Quiere esto decir que aún un individuo que realiza su experiencia personal limitado a las relaciones cercanas, próximas, aquéllas hasta las cuales se prolonga su sensibilidad sin otro esfuerzo, forma parte ya de hecho de una totalidad dada que le proporciona su propia significación y lo sitúa en su verdad. Ese plano puede descubrirlo como propio porque los otros hombres pueden anunciárselo, puesto que no sólo existen, sino que establecen relaciones de un punto a otro, relaciones de comunicación de bienes, como en la economía, o meramente de mensajes que la palabra vehicula. Esa totalidad dada de hecho, cuya emergencia cultural está constituida por la totalidad de los hombres, se apoya en otros procesos. Cuando digo la totalidad de los hombres digo, porque lo hacen posible, la totalidad de los animales, digo la totalidad de los vegetales, digo la totalidad del substrato material físico que constituye al planeta Tierra, sobre el cual se desarrolla tanto la vida como el hombre, y digo el espacio cósmico sin el cual la Tierra no podría existir.

Esta totalidad, dada de hecho al hombre que nace en ella. No es sin embargo, en tanto talidad sabida, dada espontáneamente. Nosotros, por ejemplo, estamos instalados en este aula; sabemos sin embargo que esta habitación forma parte del piso, piso que está situado en un edificio que le pertenece, a su vez, a un grupo de edificios que forman la manzana.

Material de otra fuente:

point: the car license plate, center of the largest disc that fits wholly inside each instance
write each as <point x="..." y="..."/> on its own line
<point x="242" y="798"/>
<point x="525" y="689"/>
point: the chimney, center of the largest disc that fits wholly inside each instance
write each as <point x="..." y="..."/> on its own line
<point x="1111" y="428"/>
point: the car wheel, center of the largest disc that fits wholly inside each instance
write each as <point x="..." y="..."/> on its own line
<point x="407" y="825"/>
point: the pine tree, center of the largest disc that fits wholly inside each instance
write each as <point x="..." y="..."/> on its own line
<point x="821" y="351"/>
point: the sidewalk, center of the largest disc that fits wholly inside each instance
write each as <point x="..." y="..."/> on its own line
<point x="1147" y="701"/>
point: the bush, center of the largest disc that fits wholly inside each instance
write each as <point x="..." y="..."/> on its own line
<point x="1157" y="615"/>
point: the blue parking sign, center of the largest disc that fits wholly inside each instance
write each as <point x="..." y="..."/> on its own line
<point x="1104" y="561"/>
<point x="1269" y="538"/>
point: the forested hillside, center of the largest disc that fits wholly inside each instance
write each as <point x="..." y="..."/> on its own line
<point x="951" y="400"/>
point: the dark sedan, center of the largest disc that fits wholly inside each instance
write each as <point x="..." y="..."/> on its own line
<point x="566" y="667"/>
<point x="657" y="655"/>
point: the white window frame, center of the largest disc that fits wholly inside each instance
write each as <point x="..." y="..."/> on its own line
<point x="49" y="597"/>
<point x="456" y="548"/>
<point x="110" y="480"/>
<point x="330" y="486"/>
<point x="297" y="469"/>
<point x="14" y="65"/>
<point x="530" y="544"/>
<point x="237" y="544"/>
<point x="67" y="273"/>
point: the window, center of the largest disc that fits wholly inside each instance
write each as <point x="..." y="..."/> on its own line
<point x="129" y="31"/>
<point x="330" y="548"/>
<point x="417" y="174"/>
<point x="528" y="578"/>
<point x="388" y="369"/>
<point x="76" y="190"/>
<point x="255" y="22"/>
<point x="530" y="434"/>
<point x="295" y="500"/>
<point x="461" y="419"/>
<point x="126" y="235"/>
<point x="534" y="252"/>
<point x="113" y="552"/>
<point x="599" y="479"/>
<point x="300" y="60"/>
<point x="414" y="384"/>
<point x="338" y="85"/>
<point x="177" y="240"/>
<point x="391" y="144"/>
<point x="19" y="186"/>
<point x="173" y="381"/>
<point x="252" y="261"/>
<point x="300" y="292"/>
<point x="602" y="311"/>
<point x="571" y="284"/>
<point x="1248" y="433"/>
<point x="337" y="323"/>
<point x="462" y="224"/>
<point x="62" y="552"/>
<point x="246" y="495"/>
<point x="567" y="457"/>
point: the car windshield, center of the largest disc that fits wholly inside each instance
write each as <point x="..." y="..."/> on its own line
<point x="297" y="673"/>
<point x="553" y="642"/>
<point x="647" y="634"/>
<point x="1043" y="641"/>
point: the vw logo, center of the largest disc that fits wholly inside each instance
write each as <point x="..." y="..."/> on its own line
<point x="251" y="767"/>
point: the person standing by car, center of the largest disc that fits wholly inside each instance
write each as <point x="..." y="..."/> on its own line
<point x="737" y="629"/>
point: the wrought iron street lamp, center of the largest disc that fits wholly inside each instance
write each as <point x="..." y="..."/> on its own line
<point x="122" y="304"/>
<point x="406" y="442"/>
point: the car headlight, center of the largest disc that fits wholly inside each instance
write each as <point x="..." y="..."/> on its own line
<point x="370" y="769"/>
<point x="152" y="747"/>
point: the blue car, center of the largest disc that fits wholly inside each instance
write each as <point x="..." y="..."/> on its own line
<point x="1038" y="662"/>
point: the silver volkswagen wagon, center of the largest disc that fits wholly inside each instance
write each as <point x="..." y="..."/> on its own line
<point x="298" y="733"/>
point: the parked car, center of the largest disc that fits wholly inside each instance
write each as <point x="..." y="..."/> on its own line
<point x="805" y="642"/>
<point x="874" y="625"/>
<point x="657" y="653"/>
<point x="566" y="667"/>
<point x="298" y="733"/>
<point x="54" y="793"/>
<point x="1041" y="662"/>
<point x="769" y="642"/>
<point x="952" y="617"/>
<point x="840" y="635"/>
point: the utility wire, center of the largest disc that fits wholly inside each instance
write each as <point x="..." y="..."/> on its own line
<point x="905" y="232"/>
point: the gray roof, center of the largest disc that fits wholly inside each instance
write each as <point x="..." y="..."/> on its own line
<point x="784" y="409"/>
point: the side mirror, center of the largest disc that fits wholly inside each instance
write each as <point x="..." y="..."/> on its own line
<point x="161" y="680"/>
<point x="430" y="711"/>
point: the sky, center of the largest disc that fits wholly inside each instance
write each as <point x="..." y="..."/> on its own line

A su vez, la sabemos situada en la calle Florida, que forma parte de un barrio, que forma parte de la ciudad, que forma parte del país; y así sucesivamente podemos encontrar, pensando, conociendo y recorriendo, el entronque real que la une o que la sitúa dentro de la estructura de los procesos totales antes señalados. Esto no aparece dado inmediatamente; es el fruto de una experiencia y de una reflexión que se consubstancializó hasta tal punto en nosotros que forma parte de nuestra percepción de cada lugar. Pero para constituirlo hemos necesitado aproximar lo distante, hacer visible lo que, desde el punto de vista de la percepción individual, permanecía invisible. Quiere decir que en el seno de nuestra individualidad sensible hemos tenido que realizar una experiencia tal que extendiera sus límites hasta englobar lo universal. Y lo universal, en tanto sabido y ligado a cada uno de nosotros, modifica así lo sensible: convierte, como diría Marx, a los sentidos sensibles en sentidos teóricos. Introducen el pensamiento en el seno de la materia, y transforman su organización, de biológica que era, en organización humana.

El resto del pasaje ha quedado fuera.